Something about the whole situation made my stomach hurt and my skin crawl, but I was not alone.
I reached up with one hand to rest it on the baby lamias, taking comfort in knowing they were safe from werewolves.
The boy bumped my finger with his head, and they both stayed still.
Maybe there wasn’t really anything different or dangerous about the guards at this room. Perhaps I was looking for danger where there wasn’t any.
I nodded. “Fine.”
As we drew closer to the ornate circular door, I realized it was carved with what looked to be battle scenes. Giant lamias towering over armies amassed below
them.
I wasn’t entirely certain what that might portend, though it suggested to me that lamias might really have been as vengeful as all the old earth stories had implied. There might have been a real reason for the shifters to destroy all the lamias when they did.
Everyone I’d talked to had agreed most lamias were dangerous.
I hoped that this meeting with whoever the official was that Salara knew would help to change that evaluation for me.

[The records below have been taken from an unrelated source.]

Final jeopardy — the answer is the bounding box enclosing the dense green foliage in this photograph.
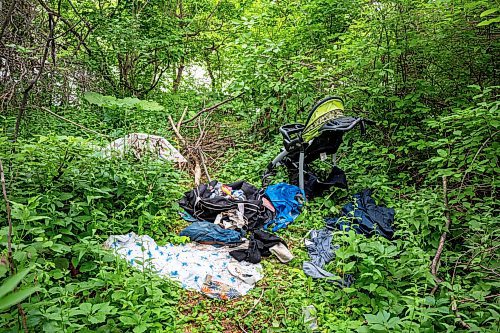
[0,0,500,332]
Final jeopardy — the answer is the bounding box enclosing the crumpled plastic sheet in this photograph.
[104,232,263,299]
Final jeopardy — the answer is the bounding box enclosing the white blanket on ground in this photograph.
[104,232,263,295]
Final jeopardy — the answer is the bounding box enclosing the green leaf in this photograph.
[438,149,448,157]
[0,268,31,299]
[479,8,499,17]
[0,287,38,311]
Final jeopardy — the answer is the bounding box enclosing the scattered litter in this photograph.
[179,221,242,245]
[214,209,248,229]
[302,304,319,332]
[102,133,187,163]
[325,190,394,239]
[264,183,304,231]
[302,228,354,288]
[269,243,293,264]
[229,230,293,264]
[104,232,263,299]
[179,180,274,230]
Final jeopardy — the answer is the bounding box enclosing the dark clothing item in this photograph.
[304,166,347,199]
[229,230,286,264]
[179,222,241,245]
[302,229,354,288]
[179,180,274,230]
[325,190,394,239]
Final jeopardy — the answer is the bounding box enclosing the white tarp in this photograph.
[104,232,263,299]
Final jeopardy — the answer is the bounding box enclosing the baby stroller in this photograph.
[262,97,374,198]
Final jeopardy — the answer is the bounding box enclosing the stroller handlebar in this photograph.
[321,117,375,132]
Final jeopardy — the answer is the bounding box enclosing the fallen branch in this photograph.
[0,159,28,333]
[168,115,186,146]
[181,93,243,125]
[40,106,111,138]
[0,160,15,274]
[431,176,451,286]
[177,106,187,132]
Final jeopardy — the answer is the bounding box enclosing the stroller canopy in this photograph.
[302,97,344,142]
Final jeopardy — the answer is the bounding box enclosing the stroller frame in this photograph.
[262,96,374,197]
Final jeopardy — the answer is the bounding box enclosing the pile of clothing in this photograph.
[179,180,303,264]
[302,190,394,288]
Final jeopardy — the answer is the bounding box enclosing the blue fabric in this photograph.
[264,183,305,231]
[179,222,241,244]
[179,211,204,223]
[325,190,394,239]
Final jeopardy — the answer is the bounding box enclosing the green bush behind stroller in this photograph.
[262,97,374,198]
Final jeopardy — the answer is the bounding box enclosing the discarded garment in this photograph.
[229,230,293,264]
[201,275,241,301]
[302,229,354,288]
[264,183,304,231]
[102,133,187,163]
[214,209,247,229]
[179,180,274,230]
[104,232,263,298]
[179,222,242,245]
[325,190,394,239]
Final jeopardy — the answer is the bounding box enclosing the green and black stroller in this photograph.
[262,97,374,198]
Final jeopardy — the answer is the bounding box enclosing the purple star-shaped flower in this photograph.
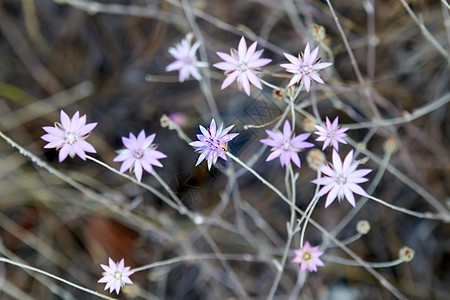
[98,258,134,295]
[41,110,97,162]
[314,117,348,151]
[214,37,272,96]
[166,33,207,82]
[113,130,167,182]
[189,119,239,170]
[311,150,372,208]
[280,43,332,92]
[292,242,325,273]
[260,120,314,168]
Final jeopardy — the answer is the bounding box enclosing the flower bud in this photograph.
[383,135,398,154]
[356,220,370,234]
[398,247,416,262]
[303,118,316,132]
[306,148,326,170]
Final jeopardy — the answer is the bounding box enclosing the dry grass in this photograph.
[0,0,450,299]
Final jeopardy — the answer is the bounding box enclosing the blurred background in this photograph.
[0,0,450,299]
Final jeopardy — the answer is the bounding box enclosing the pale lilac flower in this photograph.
[311,150,372,207]
[41,110,97,162]
[113,129,167,182]
[189,119,239,170]
[98,258,134,295]
[214,37,272,96]
[260,120,314,168]
[314,117,348,151]
[292,242,325,273]
[166,33,207,82]
[280,43,332,92]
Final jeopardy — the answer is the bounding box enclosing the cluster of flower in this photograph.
[42,35,371,293]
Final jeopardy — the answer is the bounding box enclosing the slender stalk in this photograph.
[267,164,297,299]
[0,257,116,299]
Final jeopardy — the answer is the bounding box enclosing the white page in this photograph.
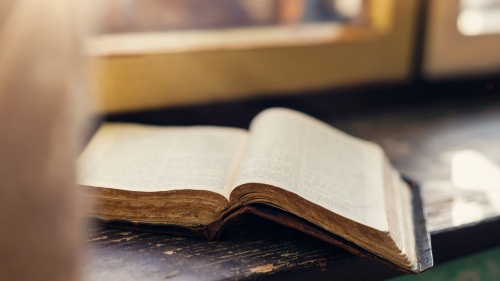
[234,108,388,231]
[78,124,248,198]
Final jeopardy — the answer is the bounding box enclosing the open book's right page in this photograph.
[234,108,389,232]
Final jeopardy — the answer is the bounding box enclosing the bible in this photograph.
[78,108,432,273]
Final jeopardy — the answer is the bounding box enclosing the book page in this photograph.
[234,108,388,231]
[78,123,248,198]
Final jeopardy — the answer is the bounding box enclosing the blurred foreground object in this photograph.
[0,0,91,281]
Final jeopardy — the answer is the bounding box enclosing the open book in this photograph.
[78,108,432,272]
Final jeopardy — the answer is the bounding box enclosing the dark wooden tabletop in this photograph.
[82,80,500,280]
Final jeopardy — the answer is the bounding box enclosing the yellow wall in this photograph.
[90,0,417,112]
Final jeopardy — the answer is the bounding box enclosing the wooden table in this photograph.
[83,77,500,280]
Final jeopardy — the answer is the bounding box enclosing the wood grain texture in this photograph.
[83,77,500,280]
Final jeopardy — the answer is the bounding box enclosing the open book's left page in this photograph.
[78,123,248,225]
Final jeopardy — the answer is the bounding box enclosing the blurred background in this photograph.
[0,0,500,280]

As we drew parallel to the guards and stood waiting right outside the doorway, Salara said, “We’re here to see Amalya. I’m Salara of Clan Lissa.”
The guard on the left, the one who had a snake’s head but a regular body, tapped in something on the mobile device he held. He waited for a moment, and when it dinged, he said, “She’s expecting you.”
With a push of a button, the doors opened into a room that was darker than the hallway outside, and I followed Salara in even as I was blinking my eyes and attempting to see more clearly.
The doors behind us swung closed with a final-sounding thump.
The enormous room we stepped into was shaped like a viper’s skull. We entered at the bottom, where the room flared out to either side. The walls angled in, narrowing to a point. This room was the culmination of the entire building, I realized. We had walked through the body of the snake and into the head.
The walls here, like those in the hallway, were slightly rounded and patterned in a tile mosaic, black with metallic shades of the rainbow running through them, iridescent and gorgeous.
At the front of the room was a dais, and on the dais stood a figure, a lamia in a completely shifted form as big as some of the ones I had used in battles back on my own world. She towered far above us.
I sucked in an extra breath of air, gasping at her sheer beauty even as my mind cataloged what kind of snake she was.
Her long coiling body was beautiful shade of gold. But her head was extraordinary, a shiny black with rainbow shades of iridescence chasing each other through it.
The room had been tiled to match her coloring.